O presidente da Associação de Auxílio Mútuo de Condutores de Táxi de Macau critica o Governo pela forma como avançou com o concurso público para a obtenção de 100 alvarás destinados apenas a veículos eléctricos, classificando essa postura como “irresponsável”. Em entrevista à TRIBUNA DE MACAU, Tony Kuok reconhece, por outro lado, que o sector lida com o problema dos taxistas infractores, representando entre 10% a 20% do total de condutores, e sustenta que a solução poderá passar pelo aumento das penalizações, nomeadamente elevar as multas para 3.000 patacas. Em termos da gestão do negócio, revelou ainda que ainda este ano poderá ser apresentada uma proposta de aumento das tarifas dos táxis provavelmente igual à última actualização
Viviana Chan
-O concurso para atribuição de licenças para táxis eléctricos está a gerar polémica. Será possível resolver as preocupações do sector antes do fim desse processo?

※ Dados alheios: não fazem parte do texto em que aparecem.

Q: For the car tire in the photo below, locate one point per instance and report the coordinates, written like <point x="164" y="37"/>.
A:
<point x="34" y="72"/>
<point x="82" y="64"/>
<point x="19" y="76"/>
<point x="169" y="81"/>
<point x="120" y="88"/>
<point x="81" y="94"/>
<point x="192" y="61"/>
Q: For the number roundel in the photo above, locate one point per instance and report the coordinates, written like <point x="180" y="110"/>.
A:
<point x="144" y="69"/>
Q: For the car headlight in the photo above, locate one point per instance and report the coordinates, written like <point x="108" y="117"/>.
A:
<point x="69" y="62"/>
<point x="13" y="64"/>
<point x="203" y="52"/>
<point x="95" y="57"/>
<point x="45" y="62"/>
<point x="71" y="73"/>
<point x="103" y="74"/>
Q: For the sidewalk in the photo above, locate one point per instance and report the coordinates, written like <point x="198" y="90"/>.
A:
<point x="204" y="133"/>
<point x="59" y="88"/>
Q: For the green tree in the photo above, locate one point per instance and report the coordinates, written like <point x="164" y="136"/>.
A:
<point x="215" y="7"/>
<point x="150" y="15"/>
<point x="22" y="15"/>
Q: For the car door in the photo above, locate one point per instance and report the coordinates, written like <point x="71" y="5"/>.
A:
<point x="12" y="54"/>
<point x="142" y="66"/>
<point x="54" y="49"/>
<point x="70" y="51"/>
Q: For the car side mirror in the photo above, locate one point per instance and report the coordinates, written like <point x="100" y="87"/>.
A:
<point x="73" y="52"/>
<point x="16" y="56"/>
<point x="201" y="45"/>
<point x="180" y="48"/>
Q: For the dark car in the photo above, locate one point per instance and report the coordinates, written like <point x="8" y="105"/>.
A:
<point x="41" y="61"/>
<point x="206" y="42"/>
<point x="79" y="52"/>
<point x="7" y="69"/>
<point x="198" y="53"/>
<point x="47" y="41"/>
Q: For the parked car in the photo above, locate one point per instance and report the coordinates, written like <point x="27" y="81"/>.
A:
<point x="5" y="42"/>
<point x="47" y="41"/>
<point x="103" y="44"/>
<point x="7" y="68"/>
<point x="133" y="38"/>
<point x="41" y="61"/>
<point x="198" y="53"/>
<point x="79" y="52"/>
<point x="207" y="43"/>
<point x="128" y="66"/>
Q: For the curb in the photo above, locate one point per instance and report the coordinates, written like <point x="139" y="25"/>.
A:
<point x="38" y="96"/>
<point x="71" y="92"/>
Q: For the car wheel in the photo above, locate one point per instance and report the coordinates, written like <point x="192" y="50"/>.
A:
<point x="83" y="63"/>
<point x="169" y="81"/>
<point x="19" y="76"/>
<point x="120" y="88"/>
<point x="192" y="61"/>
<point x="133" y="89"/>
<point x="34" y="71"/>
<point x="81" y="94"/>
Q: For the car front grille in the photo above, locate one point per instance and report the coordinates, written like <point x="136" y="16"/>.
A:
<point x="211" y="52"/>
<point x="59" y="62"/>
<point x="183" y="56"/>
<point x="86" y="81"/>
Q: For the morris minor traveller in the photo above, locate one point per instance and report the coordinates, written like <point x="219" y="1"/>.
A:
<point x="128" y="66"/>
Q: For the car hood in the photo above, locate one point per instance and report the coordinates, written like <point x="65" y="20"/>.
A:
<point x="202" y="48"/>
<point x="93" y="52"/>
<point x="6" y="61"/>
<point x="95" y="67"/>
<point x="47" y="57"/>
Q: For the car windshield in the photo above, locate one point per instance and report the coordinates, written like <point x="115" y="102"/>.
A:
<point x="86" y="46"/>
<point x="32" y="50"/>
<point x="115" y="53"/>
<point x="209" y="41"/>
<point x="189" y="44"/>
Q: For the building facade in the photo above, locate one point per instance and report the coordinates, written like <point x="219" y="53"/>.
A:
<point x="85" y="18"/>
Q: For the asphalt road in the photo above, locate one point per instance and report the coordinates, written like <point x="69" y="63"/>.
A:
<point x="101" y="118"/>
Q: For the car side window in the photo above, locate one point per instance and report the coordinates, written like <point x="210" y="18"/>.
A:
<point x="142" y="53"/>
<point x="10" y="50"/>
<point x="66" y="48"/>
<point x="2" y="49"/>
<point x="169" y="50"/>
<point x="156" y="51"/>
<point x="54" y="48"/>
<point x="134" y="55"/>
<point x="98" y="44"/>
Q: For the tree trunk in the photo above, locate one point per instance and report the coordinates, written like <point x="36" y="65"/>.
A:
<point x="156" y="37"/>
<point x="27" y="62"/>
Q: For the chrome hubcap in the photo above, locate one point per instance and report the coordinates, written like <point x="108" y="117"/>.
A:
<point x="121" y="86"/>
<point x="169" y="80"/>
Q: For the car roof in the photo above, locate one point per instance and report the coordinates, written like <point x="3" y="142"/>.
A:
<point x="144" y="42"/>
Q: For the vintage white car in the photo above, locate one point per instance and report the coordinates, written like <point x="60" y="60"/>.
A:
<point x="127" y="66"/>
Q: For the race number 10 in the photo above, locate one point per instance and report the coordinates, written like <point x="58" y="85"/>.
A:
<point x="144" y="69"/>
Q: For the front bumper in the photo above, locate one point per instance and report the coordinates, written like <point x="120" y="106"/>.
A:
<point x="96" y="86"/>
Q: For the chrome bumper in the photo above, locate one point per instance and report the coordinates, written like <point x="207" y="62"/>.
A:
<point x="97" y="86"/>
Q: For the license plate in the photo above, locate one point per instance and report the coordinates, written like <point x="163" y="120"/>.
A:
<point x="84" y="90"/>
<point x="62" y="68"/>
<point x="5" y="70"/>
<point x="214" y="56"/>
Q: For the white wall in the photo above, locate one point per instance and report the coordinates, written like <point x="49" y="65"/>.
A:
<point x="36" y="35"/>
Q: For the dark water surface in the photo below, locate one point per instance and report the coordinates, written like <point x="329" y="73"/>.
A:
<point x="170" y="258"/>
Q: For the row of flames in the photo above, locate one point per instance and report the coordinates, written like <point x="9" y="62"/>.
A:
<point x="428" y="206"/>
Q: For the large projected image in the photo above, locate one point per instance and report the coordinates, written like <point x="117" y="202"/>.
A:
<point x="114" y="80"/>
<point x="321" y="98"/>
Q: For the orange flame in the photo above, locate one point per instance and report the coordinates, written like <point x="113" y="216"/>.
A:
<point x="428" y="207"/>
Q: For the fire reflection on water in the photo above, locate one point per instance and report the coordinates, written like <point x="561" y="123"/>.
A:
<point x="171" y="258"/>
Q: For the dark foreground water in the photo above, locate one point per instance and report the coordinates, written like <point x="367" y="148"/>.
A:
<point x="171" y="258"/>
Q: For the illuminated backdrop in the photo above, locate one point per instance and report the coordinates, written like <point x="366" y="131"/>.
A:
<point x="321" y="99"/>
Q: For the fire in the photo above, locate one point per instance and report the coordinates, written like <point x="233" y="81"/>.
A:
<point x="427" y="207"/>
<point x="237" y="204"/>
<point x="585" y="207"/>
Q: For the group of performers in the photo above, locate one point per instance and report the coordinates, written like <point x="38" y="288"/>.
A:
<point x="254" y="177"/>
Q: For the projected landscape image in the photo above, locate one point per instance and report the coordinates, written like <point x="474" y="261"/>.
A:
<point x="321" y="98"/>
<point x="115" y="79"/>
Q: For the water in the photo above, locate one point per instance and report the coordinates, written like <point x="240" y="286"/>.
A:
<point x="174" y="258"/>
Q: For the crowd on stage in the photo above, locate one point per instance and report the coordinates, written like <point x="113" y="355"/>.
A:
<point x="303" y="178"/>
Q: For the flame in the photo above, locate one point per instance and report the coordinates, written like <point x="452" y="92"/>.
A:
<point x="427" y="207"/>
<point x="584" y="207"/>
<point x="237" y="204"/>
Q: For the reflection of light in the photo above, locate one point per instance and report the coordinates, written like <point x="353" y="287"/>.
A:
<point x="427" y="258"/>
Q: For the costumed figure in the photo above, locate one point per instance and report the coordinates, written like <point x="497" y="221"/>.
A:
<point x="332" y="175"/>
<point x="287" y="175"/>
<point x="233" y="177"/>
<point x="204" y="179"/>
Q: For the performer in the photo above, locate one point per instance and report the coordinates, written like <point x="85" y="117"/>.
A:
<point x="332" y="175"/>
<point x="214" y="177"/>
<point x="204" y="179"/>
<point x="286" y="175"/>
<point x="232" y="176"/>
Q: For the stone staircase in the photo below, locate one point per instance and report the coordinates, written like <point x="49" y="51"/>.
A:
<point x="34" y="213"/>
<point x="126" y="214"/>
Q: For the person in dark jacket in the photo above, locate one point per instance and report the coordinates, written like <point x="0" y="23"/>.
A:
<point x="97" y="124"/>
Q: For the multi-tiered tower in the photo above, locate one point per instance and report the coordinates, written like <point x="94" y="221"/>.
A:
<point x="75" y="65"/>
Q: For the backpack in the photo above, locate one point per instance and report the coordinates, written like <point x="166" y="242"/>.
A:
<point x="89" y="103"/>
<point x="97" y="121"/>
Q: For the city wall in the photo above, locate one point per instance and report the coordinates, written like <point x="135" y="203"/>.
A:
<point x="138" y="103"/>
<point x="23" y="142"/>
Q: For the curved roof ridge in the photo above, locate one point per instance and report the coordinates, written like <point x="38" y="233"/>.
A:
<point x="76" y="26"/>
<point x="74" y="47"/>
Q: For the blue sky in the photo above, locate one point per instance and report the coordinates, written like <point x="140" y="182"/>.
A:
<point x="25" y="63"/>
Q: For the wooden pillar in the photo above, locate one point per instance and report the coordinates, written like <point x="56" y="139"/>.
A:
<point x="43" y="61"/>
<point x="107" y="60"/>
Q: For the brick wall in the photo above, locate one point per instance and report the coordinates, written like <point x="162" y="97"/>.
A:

-Será difícil eliminar esses problemas, tanto que a Direcção dos Serviços para os Assuntos de Tráfego (DSAT) foi clara ao avisar que os interessados devem pensar duas vezes antes de concorrerem. Aliás, uma das questões a ponderar antes de concorrer é perceber como podem contornar o facto de haver poucos postos de carregamento para os táxis eléctricos. Além de ser impossível que um indivíduo tenha um posto de carregamento exclusivo para seu uso, é preciso ter em conta que são necessárias mais de cinco horas para completar o carregamento, o que representa um desperdício monetário para o negócio. Por exemplo, se o mesmo veículo for usado por dois taxistas, em regime de turnos, isso irá afectar totalmente o serviço e, inclusive, prejudicará o trabalho por turnos. Actualmente, os táxis funcionam 24 horas, pelo que se o horário de funcionamento tiver de ser reduzido terá implicações para os taxistas. Há uma dezena de táxis eléctricos em circulação em Macau que precisam de estar totalmente carregados até às 15:00, sendo que é ridículo obrigar estes táxis a estarem parados para carregar numa hora de muita procura. Ao mesmo tempo, o Sistema de Navegação Global por Satélite (GPS) também será sujeito a exigências impossíveis de cumprir em Macau.
-Em que sentido?
-A concessão de alvarás de táxis exige que os veículos devem estar equipados com GPS, mas nenhuma companhia vai querer recorrer à aplicação desse sistema para apenas um veículo. A menos que seja uma encomenda colectiva, vai ser complicado para quem anda à procura disso. Sei que a programação dessa aplicação para GPS custa mais de dois milhões de patacas…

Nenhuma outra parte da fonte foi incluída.